Stay tuned for latest future scenario at the new under construction:
www.laviniaweissman.com. Coming to desktops in December/January.
Comment by Amitai Givertz, September 15, 2007 at 1:01 pm
No comment, Kyle?
Comment by Kyle Callahan, September 17, 2007 at 9:53 am
Sorry sir. We had the religious holiday off last week, so I got a little backed up with some things.
Anyway, you wrote:
You then wrote:
I simply meant it seems unlikely that, in the last three or four years, people have become less educated and/or less concerned with the notion of branding as it relates to their employer.

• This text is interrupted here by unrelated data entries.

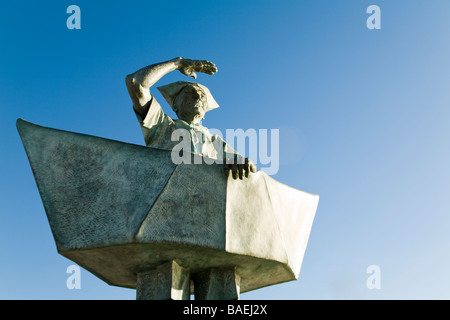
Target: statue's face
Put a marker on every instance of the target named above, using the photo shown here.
(190, 103)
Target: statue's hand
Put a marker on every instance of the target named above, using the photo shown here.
(239, 168)
(188, 67)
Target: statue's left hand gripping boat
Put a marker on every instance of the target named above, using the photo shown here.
(116, 209)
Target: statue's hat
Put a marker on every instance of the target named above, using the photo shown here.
(171, 91)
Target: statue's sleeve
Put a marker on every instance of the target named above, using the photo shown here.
(155, 122)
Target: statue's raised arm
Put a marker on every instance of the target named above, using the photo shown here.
(139, 83)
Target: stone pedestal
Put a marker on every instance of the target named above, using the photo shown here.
(169, 281)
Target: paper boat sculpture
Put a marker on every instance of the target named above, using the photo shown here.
(116, 209)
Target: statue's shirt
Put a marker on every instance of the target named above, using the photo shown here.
(157, 128)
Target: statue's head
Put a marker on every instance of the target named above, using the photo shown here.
(188, 100)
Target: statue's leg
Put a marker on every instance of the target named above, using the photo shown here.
(217, 284)
(169, 281)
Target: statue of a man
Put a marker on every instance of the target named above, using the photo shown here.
(190, 101)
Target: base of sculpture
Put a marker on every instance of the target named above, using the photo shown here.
(170, 281)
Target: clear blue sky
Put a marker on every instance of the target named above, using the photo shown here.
(363, 117)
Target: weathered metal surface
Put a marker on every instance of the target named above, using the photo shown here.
(119, 209)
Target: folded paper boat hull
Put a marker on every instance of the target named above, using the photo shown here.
(117, 209)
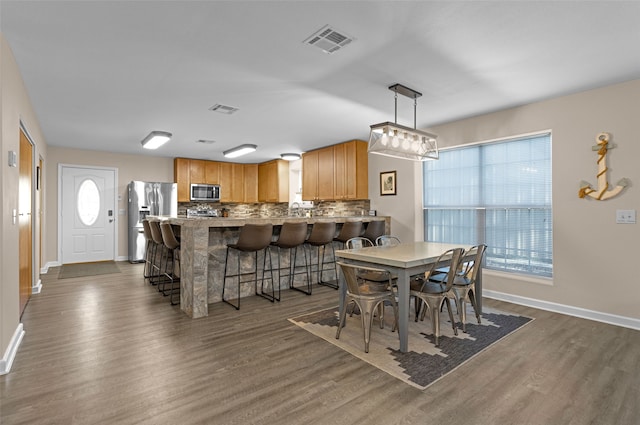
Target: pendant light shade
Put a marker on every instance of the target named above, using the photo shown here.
(398, 141)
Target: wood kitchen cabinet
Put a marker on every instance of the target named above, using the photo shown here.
(181, 177)
(351, 170)
(211, 172)
(338, 172)
(231, 182)
(250, 182)
(273, 181)
(318, 175)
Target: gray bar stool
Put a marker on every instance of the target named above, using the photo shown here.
(149, 248)
(292, 236)
(172, 273)
(322, 234)
(155, 276)
(374, 230)
(252, 239)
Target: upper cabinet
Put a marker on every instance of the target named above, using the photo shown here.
(231, 182)
(273, 181)
(250, 182)
(181, 174)
(318, 175)
(351, 170)
(338, 172)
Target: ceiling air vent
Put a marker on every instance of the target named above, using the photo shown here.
(328, 39)
(223, 109)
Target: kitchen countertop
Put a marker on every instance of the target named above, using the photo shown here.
(276, 221)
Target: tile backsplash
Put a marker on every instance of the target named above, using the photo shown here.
(321, 208)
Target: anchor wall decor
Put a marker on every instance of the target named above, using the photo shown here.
(602, 192)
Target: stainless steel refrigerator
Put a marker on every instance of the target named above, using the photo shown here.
(148, 198)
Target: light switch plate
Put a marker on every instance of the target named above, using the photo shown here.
(626, 216)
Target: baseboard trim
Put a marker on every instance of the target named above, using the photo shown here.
(12, 349)
(35, 289)
(612, 319)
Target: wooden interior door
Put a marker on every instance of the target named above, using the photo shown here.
(25, 217)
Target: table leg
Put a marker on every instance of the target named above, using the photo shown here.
(342, 289)
(403, 309)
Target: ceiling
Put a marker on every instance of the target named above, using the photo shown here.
(102, 74)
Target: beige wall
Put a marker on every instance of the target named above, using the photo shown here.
(594, 273)
(15, 108)
(130, 167)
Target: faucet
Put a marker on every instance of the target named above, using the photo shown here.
(295, 209)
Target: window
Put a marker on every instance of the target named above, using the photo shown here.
(495, 193)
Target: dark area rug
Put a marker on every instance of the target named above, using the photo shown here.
(88, 269)
(424, 363)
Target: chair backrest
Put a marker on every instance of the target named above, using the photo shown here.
(156, 234)
(357, 285)
(254, 237)
(292, 234)
(350, 229)
(147, 230)
(357, 243)
(374, 230)
(168, 236)
(470, 268)
(387, 240)
(450, 260)
(322, 232)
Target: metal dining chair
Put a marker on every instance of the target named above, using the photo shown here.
(368, 298)
(432, 295)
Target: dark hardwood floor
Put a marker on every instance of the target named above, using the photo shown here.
(110, 350)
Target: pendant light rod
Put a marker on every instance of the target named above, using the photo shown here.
(405, 91)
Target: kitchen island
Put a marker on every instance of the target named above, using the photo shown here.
(203, 244)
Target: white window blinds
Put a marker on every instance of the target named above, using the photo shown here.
(498, 194)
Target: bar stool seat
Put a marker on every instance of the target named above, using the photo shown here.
(149, 248)
(172, 272)
(292, 236)
(374, 230)
(322, 234)
(156, 274)
(253, 238)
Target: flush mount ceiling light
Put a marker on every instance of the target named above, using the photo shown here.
(290, 156)
(155, 139)
(395, 140)
(239, 151)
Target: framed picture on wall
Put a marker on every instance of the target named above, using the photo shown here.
(387, 183)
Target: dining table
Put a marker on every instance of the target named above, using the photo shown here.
(404, 261)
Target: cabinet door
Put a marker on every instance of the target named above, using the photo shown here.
(326, 172)
(250, 182)
(341, 183)
(211, 172)
(266, 190)
(181, 177)
(226, 186)
(310, 176)
(196, 171)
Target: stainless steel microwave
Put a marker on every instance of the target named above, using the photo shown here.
(205, 192)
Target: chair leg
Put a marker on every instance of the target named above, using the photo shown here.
(293, 258)
(263, 294)
(472, 298)
(224, 282)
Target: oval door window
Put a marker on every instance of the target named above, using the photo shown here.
(88, 202)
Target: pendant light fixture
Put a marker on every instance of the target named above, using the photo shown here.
(398, 141)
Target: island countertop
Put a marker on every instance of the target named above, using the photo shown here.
(276, 221)
(203, 242)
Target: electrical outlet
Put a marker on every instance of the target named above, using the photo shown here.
(626, 216)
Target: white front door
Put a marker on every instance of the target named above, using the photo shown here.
(87, 208)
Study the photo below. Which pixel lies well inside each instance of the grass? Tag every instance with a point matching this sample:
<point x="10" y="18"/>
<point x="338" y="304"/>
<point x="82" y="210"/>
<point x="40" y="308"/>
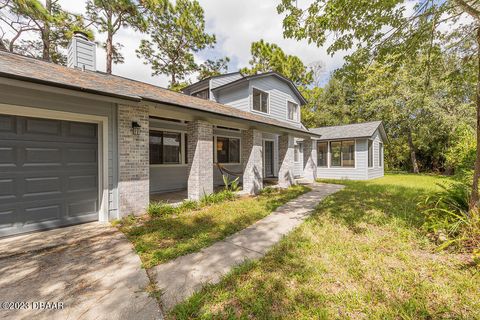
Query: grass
<point x="362" y="255"/>
<point x="163" y="236"/>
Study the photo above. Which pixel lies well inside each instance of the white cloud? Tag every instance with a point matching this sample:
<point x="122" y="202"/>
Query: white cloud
<point x="235" y="23"/>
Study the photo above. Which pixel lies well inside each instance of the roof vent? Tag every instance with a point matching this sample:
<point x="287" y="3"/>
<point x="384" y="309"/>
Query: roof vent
<point x="81" y="52"/>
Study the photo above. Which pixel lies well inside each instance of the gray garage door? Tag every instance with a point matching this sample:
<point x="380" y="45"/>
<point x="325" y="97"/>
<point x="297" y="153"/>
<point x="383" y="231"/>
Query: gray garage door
<point x="48" y="173"/>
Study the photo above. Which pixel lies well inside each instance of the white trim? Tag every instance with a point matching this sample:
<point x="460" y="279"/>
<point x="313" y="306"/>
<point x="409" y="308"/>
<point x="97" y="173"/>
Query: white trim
<point x="182" y="148"/>
<point x="251" y="101"/>
<point x="101" y="121"/>
<point x="215" y="136"/>
<point x="298" y="110"/>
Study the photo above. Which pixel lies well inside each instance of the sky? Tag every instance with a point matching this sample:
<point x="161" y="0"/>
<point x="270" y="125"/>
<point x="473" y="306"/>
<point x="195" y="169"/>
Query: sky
<point x="236" y="24"/>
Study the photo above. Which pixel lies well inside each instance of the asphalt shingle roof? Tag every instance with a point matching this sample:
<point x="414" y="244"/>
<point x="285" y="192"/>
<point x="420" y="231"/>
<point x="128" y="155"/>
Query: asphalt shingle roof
<point x="19" y="67"/>
<point x="357" y="130"/>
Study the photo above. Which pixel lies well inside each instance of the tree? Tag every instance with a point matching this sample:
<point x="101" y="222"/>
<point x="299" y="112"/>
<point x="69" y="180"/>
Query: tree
<point x="270" y="57"/>
<point x="108" y="16"/>
<point x="212" y="68"/>
<point x="176" y="33"/>
<point x="52" y="26"/>
<point x="385" y="28"/>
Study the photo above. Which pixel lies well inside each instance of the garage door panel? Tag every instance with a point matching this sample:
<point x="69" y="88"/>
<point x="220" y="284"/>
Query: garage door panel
<point x="48" y="174"/>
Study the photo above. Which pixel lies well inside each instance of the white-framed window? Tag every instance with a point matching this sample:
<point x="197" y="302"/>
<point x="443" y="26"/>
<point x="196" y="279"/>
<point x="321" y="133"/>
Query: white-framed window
<point x="292" y="111"/>
<point x="227" y="149"/>
<point x="342" y="153"/>
<point x="370" y="153"/>
<point x="380" y="154"/>
<point x="165" y="147"/>
<point x="322" y="153"/>
<point x="260" y="100"/>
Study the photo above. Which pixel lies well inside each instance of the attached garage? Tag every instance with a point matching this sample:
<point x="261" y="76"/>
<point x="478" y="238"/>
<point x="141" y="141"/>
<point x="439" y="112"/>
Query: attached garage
<point x="49" y="173"/>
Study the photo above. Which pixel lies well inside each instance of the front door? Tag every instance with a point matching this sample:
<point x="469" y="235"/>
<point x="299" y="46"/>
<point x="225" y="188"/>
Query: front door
<point x="269" y="159"/>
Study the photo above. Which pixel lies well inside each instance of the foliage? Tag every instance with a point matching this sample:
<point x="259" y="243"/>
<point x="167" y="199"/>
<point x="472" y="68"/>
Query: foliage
<point x="231" y="185"/>
<point x="449" y="218"/>
<point x="270" y="57"/>
<point x="160" y="208"/>
<point x="108" y="16"/>
<point x="362" y="255"/>
<point x="163" y="237"/>
<point x="175" y="32"/>
<point x="37" y="30"/>
<point x="212" y="68"/>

Maybe it’s because I am an active participant in the advertising/marketing/branding industry, but it seems to me that Americans (particularly those of younger generations) are becoming more attuned to the industry’s strategies and more aware of any disconnect that arises between a brand’s promise and its real-world delivery.
There’s an article on BrandWeek about teenagers’ response to Brands, and one of the findings is that 52% of teen feel that “Brands are created by marketers just to get more money.”
While some businesspeople might say “No, d’uh,” the inclusion of the word “just” implies a moral condemnation of such profit-motivated tactics. Employers need to take that condemnation into account (pun intended). If an employment brand is developed for the sole purpose of increasing the bottom line, then the younger generation of recruits (who are not searching for a career as much they are searching for meaning) will find themselves dreaming of escape before they’ve even completed their training. And that doesn’t help anyone.
What it comes down to, in my mind, is branding as an honest appraisal of who a company is and what it hopes to achieve. Everything that happens after the appraisal, from the development of a brand-influenced message to the design of a brand-influenced design template to the selection of brand-influenced colors is nothing more than (and nothing less than) advertising.